Through Berio’s black mane she saw the Eagle Faustino stagger to his feet with his child in his arms. She saw the unknown horseman place a hand for an instant on the captain’s shoulder, and Faustino turn to leave with his awful burden, followed by his contrada. The Eagles filed from the square silent as a wake, forgetting all about the banner that was theirs. Not for them the joyous victor’s Te Deum in the basilica, nor a wedding; but a laying-out, a mourning and a burial. Pia felt Berio being taken from under her hand by a groom – her hair being disentangled from the long black mane by the ostler. It was as if anyone could touch her now.
As the sorry procession left, Pia felt a great burden lifted from her. She breathed out the death and the day; and relief, sweet and clean, rushed into her lungs. Abruptly freed from her contract, she did not know what to do. Her careful upbringing, all those lessons in the etiquette of her class, had not prepared her for this. Then she knew. She could go home. She turned to go back to her family, to the Civetta, to her hearth, but the barrellike form of her father blocked her way. She reached out to Salvatore, feeling, now that she was touchable, that it was the day for a rare embrace.
Instead her father took her by the shoulders, turned her determinedly round and whispered fiercely in her nape, just exactly where Vicenzo had breathed into her. ‘The Eagle still has an heir,’ he hissed. ‘There is a son yet living, so play your hand right.’
He propelled her, with a little push, fi rmly in the direction of the Eagle cortège. Her treacherous sinews gave way then, and her knees buckled, and she was caught by two men of Eagle colours. One, she knew, was Vicenzo’s brother, Nello; the other, a cousin of the same blood. They grasped her by her upper arms and, in a semblance of support, marched her forth, her feet stumbling and her fancy boots dragging and scuffi ng in the dust. She was captive.

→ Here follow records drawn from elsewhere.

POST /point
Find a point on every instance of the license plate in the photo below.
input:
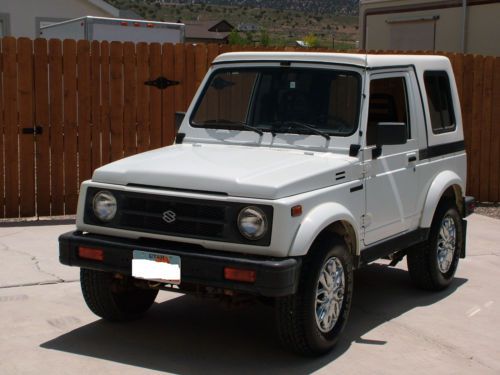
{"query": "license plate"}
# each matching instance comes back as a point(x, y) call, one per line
point(163, 268)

Pia struggled. She heard herself saying no, no, no, repeatedly. The crowd, witnessing all, began to seethe and bubble like a cauldron with a muted hubbub of enquiry and answer, but all contrade, for once, were united in respect for the grief they saw before them. The poor dame couldn’t accept that her betrothed was gone. She was swooning and babbling with grief. The Eagles would look after her.
In a desperate appeal Pia twisted her head round toseek the unknown horseman, but he did not mark her. Standing in the blood, as if the dark stain was now a shadow snipped from his heels, he was wiping his hands and face with his own scarf. The gore left the scarlet of his neckerchief unaltered. But everything else was changed.
As Pia was carried under the Bocca del Casato gate, the one through which the horseman had entered the arena, she felt a tug at her sleeve. Hopeful of salvation, she looked down and saw only the little water-carrier Zebra. He held something out to her in his hand, trotting to keep up with her. It was a black velvet pouch with the gold Medici arms stamped upon it, a purse of mourning alms from the duchess.
As her captors snatched the purse without a word of thanks, Pia looked back one last time, far over the heads of the multitude, to the palace balcony. She might have imagined it, but she thought the duchess had raised a hand to her – a gesture of greeting, sympathy, what?–before the shadow of the architrave swallowed her.
High above the piazza, Duchess Violante Beatrix de’ Medici watched as the struggling girl disappeared from view. She rose, at last, to her feet. And the black-and-white Palio banner, unmarked, fell from her hand over the balustrade in a graceful fluttering arc, to rest in the blood and the dust.